With the acquisition of CCC, Loews added a new industry to its already diverse portfolio of businesses — one that will provide a great foundation for expansion through organic growth and bolt-on acquisitions. These add-on acquisitions should afford CCC substantial revenue and operating synergies.

Another important capital allocation lever at Loews has been and continues to be share repurchases. In the fourth quarter of 2017, we recognized that our shares were trading at a particularly compelling discount to our view of their intrinsic value. We also believed that our publicly-traded subsidiaries offered attractive value. Both of these factors influenced our decision to repurchase 4.6 million Loews shares. This trend continued in the first quarter, and in the first two months of 2018 we repurchased another 6 million shares. Since October 31, 2017 we’ve bought back 10.6 million shares at a cost of $534 million, representing 3% of the company’s shares outstanding. Repurchasing shares at a significant discount to their intrinsic value inures to the benefit of all Loews shareholders. In the past decade, we have acquired almost 40% of our outstanding shares — continuing our nearly half-century practice of substantial share buy-backs.

In Conclusion, Our Thanks

As always, we are thankful to the executive teams and the employees of our subsidiaries, as well as to all Loews employees, for their dedication and professionalism, and we thank our board of directors for their sound guidance. We also thank you, our shareholders, for your support and trust. As shareholders ourselves, our interests align with yours — in fact, members of the Tisch family own more than 30% of the company. As we look toward the future, we a­ffirm our commitment to stay focused on making decisions that best position Loews and its subsidiaries for sustainable long-term value creation, an approach that has guided this company for well over half a century.
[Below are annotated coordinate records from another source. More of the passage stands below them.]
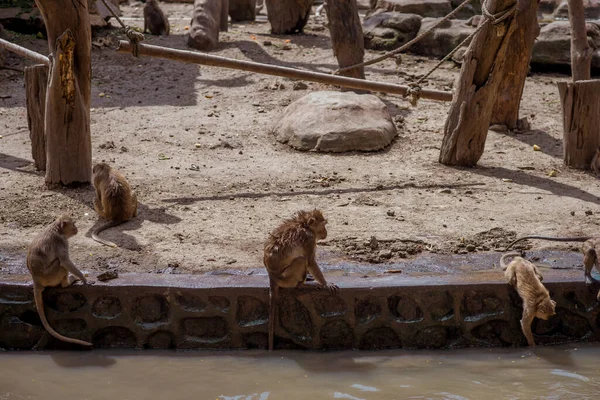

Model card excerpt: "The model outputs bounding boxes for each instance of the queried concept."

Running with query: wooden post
[558,79,600,169]
[25,65,48,171]
[265,0,313,35]
[558,0,600,169]
[325,0,365,79]
[36,0,92,186]
[490,0,540,129]
[439,0,531,167]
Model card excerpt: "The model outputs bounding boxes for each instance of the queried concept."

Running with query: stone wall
[0,271,600,349]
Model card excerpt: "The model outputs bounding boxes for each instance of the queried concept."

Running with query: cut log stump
[558,79,600,169]
[187,0,229,51]
[265,0,313,35]
[25,65,48,171]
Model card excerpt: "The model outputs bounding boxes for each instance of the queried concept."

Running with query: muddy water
[0,344,600,400]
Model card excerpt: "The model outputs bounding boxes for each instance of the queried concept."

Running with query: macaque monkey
[92,163,137,247]
[500,252,556,346]
[504,236,600,286]
[144,0,170,36]
[27,215,92,346]
[590,146,600,178]
[263,209,339,350]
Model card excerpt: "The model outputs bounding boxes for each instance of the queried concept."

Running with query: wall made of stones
[0,275,600,350]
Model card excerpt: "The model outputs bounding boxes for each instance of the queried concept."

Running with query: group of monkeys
[27,163,600,350]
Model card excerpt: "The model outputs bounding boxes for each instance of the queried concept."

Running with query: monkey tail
[504,235,591,251]
[92,221,122,247]
[33,283,92,346]
[269,277,279,351]
[500,251,521,271]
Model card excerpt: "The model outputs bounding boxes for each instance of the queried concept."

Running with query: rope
[403,1,517,106]
[102,0,144,57]
[332,0,471,75]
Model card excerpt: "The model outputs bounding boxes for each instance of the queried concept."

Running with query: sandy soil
[0,2,600,274]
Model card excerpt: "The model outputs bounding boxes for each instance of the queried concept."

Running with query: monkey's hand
[321,283,340,294]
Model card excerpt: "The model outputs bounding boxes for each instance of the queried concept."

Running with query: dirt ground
[0,1,600,274]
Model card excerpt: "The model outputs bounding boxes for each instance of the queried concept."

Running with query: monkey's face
[310,219,327,240]
[536,300,556,320]
[92,163,110,175]
[59,215,77,239]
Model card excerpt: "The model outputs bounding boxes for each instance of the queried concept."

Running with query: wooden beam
[0,39,50,66]
[117,40,452,101]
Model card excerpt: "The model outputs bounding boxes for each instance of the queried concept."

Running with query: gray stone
[377,0,452,18]
[531,21,600,68]
[410,18,475,57]
[553,0,600,19]
[363,12,421,50]
[274,92,398,152]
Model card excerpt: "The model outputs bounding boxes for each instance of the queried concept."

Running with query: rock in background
[363,12,421,50]
[273,91,398,153]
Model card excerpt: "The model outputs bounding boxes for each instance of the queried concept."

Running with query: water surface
[0,344,600,400]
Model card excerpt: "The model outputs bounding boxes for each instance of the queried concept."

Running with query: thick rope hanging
[403,1,517,106]
[102,0,144,57]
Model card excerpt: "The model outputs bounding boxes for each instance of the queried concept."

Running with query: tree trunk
[490,0,540,129]
[569,0,594,82]
[265,0,313,35]
[188,0,229,51]
[25,65,48,171]
[326,0,365,79]
[558,0,600,169]
[36,0,92,185]
[439,0,530,167]
[229,0,256,22]
[558,80,600,169]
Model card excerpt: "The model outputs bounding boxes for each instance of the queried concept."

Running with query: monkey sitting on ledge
[263,209,338,350]
[27,215,92,346]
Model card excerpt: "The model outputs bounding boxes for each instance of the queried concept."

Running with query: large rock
[410,18,475,57]
[363,12,421,50]
[531,21,600,68]
[377,0,452,18]
[554,0,600,19]
[273,92,398,153]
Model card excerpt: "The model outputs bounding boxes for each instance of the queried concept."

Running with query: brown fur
[92,163,137,247]
[27,215,92,346]
[144,0,170,36]
[590,146,600,178]
[500,252,556,346]
[581,238,600,290]
[263,209,338,350]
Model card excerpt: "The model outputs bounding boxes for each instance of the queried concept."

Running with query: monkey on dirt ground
[504,236,600,286]
[144,0,170,36]
[500,252,556,346]
[92,163,137,247]
[27,215,92,346]
[263,209,339,350]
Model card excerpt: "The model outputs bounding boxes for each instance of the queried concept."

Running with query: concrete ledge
[0,260,600,350]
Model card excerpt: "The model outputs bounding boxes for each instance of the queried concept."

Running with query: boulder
[273,91,398,153]
[410,18,475,57]
[376,0,452,18]
[363,12,421,50]
[531,21,600,68]
[553,0,600,19]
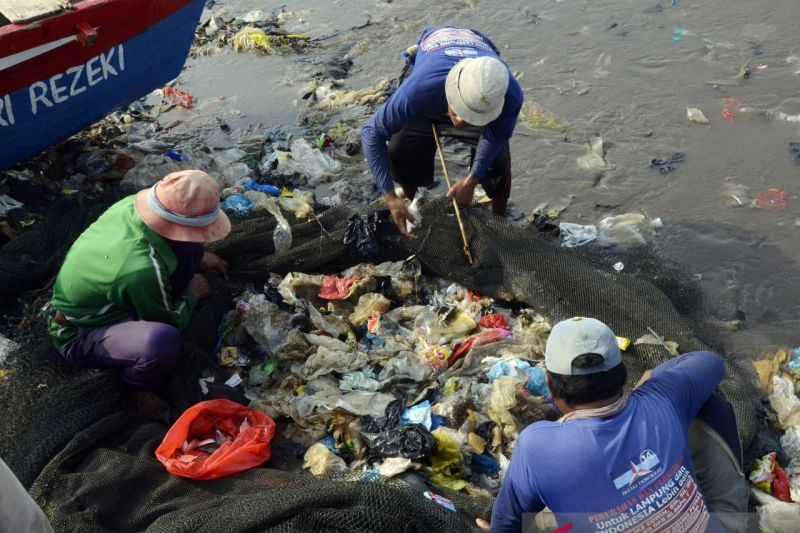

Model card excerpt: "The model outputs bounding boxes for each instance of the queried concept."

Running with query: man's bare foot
[131,390,170,423]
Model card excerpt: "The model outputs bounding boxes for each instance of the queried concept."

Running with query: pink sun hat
[133,170,231,242]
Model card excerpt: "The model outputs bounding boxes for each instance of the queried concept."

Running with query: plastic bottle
[242,179,281,196]
[164,150,191,163]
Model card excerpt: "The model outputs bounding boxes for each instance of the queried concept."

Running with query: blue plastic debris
[400,400,432,431]
[470,455,500,476]
[362,333,386,350]
[787,346,800,370]
[219,193,254,215]
[431,415,450,431]
[525,366,550,396]
[242,179,281,196]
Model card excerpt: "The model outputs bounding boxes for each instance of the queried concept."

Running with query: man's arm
[637,352,725,426]
[109,252,199,330]
[491,432,545,532]
[361,83,416,194]
[470,80,522,182]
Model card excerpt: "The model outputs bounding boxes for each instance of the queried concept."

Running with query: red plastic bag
[478,313,508,329]
[447,328,514,365]
[319,276,361,300]
[156,399,275,479]
[164,86,194,109]
[772,463,792,503]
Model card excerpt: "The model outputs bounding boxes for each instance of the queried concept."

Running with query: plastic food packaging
[349,292,392,326]
[578,136,606,170]
[318,275,361,300]
[597,213,663,247]
[686,107,708,124]
[266,199,292,254]
[406,191,422,233]
[558,222,597,248]
[156,399,275,479]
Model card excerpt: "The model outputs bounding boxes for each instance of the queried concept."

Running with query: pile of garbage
[200,257,557,496]
[749,348,800,532]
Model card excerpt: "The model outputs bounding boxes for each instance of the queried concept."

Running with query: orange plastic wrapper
[156,399,275,479]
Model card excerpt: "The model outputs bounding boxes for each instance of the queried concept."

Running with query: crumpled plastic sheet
[769,376,800,428]
[278,272,323,307]
[349,292,392,326]
[378,457,418,477]
[597,213,663,247]
[750,489,800,533]
[335,391,395,416]
[278,189,314,220]
[414,307,478,344]
[558,222,598,248]
[277,139,342,187]
[578,136,608,170]
[242,294,292,355]
[753,350,789,392]
[430,430,469,491]
[486,376,523,437]
[301,345,369,380]
[303,443,349,476]
[339,370,383,392]
[261,198,292,254]
[308,305,353,339]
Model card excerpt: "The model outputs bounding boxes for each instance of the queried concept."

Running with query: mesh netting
[0,200,758,532]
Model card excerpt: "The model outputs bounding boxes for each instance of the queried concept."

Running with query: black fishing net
[0,196,759,532]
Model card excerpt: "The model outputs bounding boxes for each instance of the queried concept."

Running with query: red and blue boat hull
[0,0,205,168]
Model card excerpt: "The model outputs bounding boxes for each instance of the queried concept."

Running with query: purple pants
[61,242,204,389]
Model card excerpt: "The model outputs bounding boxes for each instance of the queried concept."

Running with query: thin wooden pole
[431,124,475,265]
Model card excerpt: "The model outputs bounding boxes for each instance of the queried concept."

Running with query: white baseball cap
[544,316,622,376]
[444,56,508,126]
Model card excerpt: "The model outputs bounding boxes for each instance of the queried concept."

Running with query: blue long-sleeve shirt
[491,352,725,532]
[361,27,522,194]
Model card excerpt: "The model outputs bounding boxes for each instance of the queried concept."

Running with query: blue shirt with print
[492,352,725,532]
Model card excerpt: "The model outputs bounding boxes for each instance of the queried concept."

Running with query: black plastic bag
[361,424,436,460]
[342,211,381,261]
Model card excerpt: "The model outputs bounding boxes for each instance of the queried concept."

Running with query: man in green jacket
[49,170,231,416]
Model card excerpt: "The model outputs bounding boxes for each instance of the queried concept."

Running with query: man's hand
[200,252,228,279]
[383,191,417,235]
[447,175,478,206]
[186,274,211,299]
[633,370,653,390]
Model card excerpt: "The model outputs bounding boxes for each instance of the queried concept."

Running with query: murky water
[181,0,800,357]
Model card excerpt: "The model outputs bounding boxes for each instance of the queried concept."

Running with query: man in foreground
[49,170,230,417]
[361,27,522,233]
[491,317,747,531]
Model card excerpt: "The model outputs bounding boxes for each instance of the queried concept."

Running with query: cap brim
[133,189,231,242]
[444,57,505,126]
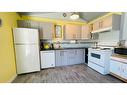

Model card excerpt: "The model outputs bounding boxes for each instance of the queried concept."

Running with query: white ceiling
[19,12,108,22]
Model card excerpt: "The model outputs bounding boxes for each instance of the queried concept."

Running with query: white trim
[7,74,17,83]
[91,27,112,33]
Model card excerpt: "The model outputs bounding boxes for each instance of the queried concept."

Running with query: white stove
[88,48,112,75]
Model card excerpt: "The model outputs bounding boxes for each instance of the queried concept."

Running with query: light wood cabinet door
[81,25,91,39]
[39,22,54,39]
[102,16,112,28]
[64,24,82,39]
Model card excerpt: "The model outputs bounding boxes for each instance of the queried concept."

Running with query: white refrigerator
[13,28,40,74]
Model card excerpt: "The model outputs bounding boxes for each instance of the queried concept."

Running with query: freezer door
[15,45,40,74]
[13,28,39,44]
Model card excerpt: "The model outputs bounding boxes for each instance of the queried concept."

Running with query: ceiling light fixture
[70,12,79,20]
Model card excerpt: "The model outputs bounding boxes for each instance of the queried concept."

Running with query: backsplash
[41,40,95,48]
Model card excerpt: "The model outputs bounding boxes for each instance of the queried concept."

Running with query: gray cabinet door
[55,50,62,66]
[56,50,68,66]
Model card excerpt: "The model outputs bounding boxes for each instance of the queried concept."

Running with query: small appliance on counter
[114,48,127,55]
[40,42,54,50]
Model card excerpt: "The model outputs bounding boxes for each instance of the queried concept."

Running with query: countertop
[111,54,127,64]
[41,47,88,51]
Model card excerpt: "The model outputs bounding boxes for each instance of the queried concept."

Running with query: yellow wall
[21,15,87,41]
[0,12,20,82]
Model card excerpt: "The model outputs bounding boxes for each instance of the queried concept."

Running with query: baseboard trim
[7,74,17,83]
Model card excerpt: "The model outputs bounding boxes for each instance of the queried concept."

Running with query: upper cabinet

Loews’s assets currently consist of businesses in the insurance, energy, hospitality and packaging industries.  Our subsidiaries are:  CNA Financial (NYSE: CNA), Diamond Offshore Drilling (NYSE:  DO), and Boardwalk Pipeline Partners, Loews Hotels & Co and Consolidated Container Company; as well as a large portfolio of cash and investments.

Our unique structure gives us the freedom to make investments and acquisitions across a broad spectrum of industries, wherever we see opportunity. Loews is traded on the New York Stock Exchange under the symbol L.